Sample Report: Certificate & TLS Inventory Assessment

This page presents a sample structure for a practical infrastructure-focused assessment. It is not a real client report and contains no production data.

1. Executive summary

The assessment identifies externally visible and internal TLS endpoints, certificate lifecycle issues, protocol exposure, weak configurations and dependencies that may affect future security modernization and post-quantum cryptography readiness.
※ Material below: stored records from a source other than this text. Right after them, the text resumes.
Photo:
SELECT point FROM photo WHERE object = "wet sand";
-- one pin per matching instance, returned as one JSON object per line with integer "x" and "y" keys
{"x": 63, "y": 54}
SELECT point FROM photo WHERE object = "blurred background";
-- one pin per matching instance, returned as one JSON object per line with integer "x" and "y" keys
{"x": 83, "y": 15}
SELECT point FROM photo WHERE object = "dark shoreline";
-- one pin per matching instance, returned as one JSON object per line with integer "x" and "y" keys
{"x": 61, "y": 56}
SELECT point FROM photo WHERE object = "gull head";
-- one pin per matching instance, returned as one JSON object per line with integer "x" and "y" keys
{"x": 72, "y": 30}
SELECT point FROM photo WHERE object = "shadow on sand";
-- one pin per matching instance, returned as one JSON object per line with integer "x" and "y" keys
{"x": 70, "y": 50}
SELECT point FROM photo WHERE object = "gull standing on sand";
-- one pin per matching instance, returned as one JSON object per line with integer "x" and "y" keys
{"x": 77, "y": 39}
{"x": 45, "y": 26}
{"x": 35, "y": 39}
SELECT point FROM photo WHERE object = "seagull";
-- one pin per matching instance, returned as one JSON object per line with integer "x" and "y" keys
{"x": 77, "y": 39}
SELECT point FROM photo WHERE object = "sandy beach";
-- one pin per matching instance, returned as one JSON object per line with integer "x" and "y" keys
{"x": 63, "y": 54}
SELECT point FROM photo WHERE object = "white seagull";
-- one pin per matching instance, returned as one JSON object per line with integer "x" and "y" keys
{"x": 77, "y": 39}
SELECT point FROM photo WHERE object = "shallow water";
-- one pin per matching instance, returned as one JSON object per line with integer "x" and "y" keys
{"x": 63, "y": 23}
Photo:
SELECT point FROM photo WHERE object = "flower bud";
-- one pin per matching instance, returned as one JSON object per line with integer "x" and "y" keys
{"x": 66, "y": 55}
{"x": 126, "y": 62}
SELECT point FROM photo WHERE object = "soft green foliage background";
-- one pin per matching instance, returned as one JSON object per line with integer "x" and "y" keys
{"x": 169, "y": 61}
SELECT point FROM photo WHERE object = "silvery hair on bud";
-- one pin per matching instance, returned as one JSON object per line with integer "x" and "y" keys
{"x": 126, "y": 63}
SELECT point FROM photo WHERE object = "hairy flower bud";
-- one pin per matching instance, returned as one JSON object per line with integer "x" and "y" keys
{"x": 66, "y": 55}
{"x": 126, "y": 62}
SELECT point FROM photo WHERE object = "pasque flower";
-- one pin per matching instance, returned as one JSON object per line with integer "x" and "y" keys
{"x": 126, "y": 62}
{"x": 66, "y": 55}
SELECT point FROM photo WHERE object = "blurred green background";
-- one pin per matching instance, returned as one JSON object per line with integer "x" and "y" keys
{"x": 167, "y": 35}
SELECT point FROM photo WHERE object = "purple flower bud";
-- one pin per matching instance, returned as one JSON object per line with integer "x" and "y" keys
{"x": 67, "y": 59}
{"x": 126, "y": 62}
Example conclusion: the organization has several undocumented certificates, mixed TLS configurations, no complete ownership map and limited visibility into RSA/ECC dependencies across legacy systems.

2. Scope

  • Public HTTPS endpoints.
  • Internal Windows Server and IIS services.
  • VPN, remote access and file transfer services.
  • Certificate stores and selected application dependencies.
  • Initial RSA/ECC dependency mapping.

3. Example inventory table

System Protocol Certificate / key type Risk Recommended action
Public web service TLS 1.2 / TLS 1.3 RSA 2048 Medium Document owner, confirm renewal process, evaluate future ECDSA/PQC roadmap.
Legacy internal portal TLS 1.0 / TLS 1.1 RSA 2048 High Prioritize protocol upgrade or application replacement.
VPN appliance IPsec / SSL VPN Vendor-managed crypto Medium Request vendor PQC and crypto-agility roadmap.

4. Risk categories

  • Expired or undocumented certificates.
  • Weak or deprecated TLS protocol support.
  • Hard-coded cryptographic dependencies.
  • Vendor-controlled cryptography with unclear roadmap.
  • Long-term confidentiality risk for sensitive archived data.

5. Recommended roadmap

Quick wins

  • Create a complete certificate ownership register.
  • Disable obsolete TLS versions where operationally possible.
  • Document all externally exposed TLS endpoints.

Medium-term actions

  • Map RSA/ECC dependency across VPN, PKI, file transfer and application systems.
  • Ask key vendors for post-quantum cryptography and crypto-agility roadmaps.
  • Define certificate lifecycle and renewal accountability.

Long-term actions

  • Build a crypto-agility policy for infrastructure and procurement.
  • Align modernization plans with NIS2, ISO 27001 and future PQC migration requirements.
  • Prepare controlled pilot environments for hybrid or PQC-capable protocols when vendor support matures.